In researching types of displays that can be folded or bent, Apple is now also proposing that the iPhone displays themselves could “heal” the inevitable wear and tear on them
Apple has been working on a foldable iPhone for at least five years, and it’s also investigated ones where the screen can be rolled up. In each case, the issue is of making these screens work — and not be damaged by the folding or rolling.
Now a newly-revealed patent application suggests a way of both minimizing damage, and of doing something about it when it happens. “Electronic Devices With Flexible Display Cover Layers,” proposes mixing rigid and flexible areas for a display, and then also utilizing what Apple calls “self-healing.”
It’s perhaps this self-healing part that is the most interesting part of the patent application. Unfortunately, while there are 147 references to it in the application’s more than 11,000 words, there is a lot of detail about what self-healing would do, and very little about how exactly it would achieve it.
“An electronic device may have a hinge that allows the device to be flexed about a bend axis,” says Apple’s patent application. “A display may span the bend axis. To facilitate bending about the bend axis without damage, the display may include a display cover layer with a flexible portion.”
Apple proposes that while the display could stretch over the whole device, it may be made of three elements. Two would be regular, fixed screens, while the third would be a flexible part that connects these together.
“During operation of an electronic device, the display cover layer for the electronic device may be scratched or dented,” continues Apple. “To improve the aesthetics of the electronic device, it may be desirable for the presence of scratches and dents to be minimized. To help mitigate the number of dents, scratches, or other imperfections in a display cover layer, the display cover layer may include a layer of self-healing material.”
Apple proposes that this flexible layer may itself “include a layer of elastomer,” and this is the self-healing element.
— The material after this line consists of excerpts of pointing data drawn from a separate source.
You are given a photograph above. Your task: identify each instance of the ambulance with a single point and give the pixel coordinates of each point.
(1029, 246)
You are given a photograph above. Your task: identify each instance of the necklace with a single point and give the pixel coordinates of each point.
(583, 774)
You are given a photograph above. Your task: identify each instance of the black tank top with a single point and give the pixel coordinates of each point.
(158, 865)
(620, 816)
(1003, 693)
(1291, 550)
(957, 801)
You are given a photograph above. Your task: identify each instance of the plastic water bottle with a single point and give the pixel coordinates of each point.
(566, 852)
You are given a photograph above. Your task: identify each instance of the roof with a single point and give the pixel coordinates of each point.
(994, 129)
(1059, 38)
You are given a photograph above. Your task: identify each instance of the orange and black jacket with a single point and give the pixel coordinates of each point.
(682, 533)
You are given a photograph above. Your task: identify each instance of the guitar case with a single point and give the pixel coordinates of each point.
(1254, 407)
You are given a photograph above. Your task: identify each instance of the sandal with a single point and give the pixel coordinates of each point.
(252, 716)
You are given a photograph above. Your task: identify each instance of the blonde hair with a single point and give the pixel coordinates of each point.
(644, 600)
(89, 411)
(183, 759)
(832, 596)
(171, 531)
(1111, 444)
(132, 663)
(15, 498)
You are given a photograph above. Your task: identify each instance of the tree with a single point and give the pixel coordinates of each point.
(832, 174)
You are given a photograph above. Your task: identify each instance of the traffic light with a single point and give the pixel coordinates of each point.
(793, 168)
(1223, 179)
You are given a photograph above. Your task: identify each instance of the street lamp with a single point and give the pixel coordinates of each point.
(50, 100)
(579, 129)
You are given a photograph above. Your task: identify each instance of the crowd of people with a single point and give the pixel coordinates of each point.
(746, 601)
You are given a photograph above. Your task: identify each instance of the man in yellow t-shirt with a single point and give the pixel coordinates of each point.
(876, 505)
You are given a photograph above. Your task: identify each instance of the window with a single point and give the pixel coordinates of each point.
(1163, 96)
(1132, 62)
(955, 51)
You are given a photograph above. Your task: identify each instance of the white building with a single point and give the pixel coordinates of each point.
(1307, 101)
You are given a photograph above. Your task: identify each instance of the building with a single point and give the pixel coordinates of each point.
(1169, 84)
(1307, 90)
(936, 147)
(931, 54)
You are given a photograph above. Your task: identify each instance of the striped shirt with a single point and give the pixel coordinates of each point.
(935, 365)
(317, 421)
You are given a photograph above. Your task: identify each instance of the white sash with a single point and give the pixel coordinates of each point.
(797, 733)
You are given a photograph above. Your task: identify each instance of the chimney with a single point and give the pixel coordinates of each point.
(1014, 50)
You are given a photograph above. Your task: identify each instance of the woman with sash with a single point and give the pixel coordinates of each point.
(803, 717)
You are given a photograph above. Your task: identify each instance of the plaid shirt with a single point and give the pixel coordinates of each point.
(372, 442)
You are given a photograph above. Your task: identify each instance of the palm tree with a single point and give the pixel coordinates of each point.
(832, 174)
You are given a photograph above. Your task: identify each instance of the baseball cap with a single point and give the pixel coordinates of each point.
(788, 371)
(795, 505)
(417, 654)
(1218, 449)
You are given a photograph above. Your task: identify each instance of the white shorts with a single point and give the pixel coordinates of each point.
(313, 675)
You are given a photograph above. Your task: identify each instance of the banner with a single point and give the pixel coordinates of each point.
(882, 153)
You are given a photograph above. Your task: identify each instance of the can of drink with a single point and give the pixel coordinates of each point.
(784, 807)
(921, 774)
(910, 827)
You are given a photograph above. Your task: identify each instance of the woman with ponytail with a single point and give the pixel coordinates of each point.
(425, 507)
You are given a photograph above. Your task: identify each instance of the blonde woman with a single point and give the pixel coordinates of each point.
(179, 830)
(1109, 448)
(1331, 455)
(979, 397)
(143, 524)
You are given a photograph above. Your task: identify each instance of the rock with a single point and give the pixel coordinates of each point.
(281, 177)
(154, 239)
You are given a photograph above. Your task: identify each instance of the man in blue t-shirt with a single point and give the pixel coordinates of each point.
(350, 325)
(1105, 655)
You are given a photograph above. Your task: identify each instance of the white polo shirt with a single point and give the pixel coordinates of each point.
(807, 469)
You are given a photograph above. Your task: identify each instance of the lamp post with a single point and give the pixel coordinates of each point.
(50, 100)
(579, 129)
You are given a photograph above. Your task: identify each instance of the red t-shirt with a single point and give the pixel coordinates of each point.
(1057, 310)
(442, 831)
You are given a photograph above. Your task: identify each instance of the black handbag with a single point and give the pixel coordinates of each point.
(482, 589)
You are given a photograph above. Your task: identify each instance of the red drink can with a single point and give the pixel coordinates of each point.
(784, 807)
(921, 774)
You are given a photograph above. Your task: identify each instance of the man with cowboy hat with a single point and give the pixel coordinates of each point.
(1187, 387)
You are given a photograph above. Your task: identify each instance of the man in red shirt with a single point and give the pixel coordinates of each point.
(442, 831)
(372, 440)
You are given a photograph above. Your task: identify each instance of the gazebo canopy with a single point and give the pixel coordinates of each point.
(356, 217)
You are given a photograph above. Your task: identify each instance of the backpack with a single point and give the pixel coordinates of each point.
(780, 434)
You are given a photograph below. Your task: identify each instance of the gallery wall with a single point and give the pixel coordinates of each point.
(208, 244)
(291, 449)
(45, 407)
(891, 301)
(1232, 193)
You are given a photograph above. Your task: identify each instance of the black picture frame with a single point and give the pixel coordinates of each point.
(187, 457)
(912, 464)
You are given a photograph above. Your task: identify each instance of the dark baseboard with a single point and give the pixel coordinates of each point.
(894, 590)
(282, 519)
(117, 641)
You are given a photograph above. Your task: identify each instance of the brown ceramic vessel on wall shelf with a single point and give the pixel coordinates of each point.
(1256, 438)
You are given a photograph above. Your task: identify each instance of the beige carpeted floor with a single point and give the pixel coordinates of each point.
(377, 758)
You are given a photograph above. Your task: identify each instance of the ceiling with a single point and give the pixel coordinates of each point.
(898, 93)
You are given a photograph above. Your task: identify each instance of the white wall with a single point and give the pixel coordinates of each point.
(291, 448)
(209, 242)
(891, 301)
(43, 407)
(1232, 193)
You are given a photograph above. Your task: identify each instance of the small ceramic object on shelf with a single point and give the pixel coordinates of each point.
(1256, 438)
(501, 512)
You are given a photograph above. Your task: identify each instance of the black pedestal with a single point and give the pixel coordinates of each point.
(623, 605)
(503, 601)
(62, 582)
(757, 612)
Elastomer is stretchable, but can be made to return to its original shape — an analogy would be the memory foam in certain mattresses. Typically, that ability to return to a previous shape is triggered by heat, such as body heat from a person sleeping on a mattress.
“Self-healing may occur in the layer of self-healing material without prompting (e.g., when the self-healing coating is dented, the material of the coating may fill the dent even without external intervention),” continues Apple. “Alternatively, the self-healing may be initiated or expedited by externally applied heat, light, electric current, or other type of external stimulus.”
Apple proposes that “the display cover layer… include transparent conductors that form a heating layer” to start the healing process. “The heating layer may be used to generate heat in response to user input, according to a predetermined schedule, or when the electronic device is charging,” says Apple.
The patent application does attempt to cover all possible situations, so for instance it is careful to specify that this technology could be used in everything from “a computing device such as a laptop computer,” through phones, and even “a smaller device such as a wrist-watch device, a pendant device, a wearable or miniature device of other types.”
It also says that the display could be in this configuration of two rigid elements with a flexible one in between, but it could also be a single display. In all of the descriptions, though, the idea is that the display would be made up of multiple layers.
“[It] may have an outermost layer formed from clear glass, transparent plastic, sapphire, or other transparent materials that serve as a protective layer for thin-film transistor circuitry and other display structures,” says Apple. “The outer display layer may sometimes be referred to as a display cover layer.”
Some layers would act as the actual display, while others would be there to protect that screen — and particularly so when it’s being bent. “[A] device may be folded (bent by 180 degrees or other suitable amount) about bend axis,” continues Apple, “so that display is visible from the outside of device in its folded state.”
This patent application is credited to eight inventors. They include Hoon Sik Kim and Paul S. Drzaic, both of whom have previously been granted a related patent regarding how a folded iPhone could display notifications while shut.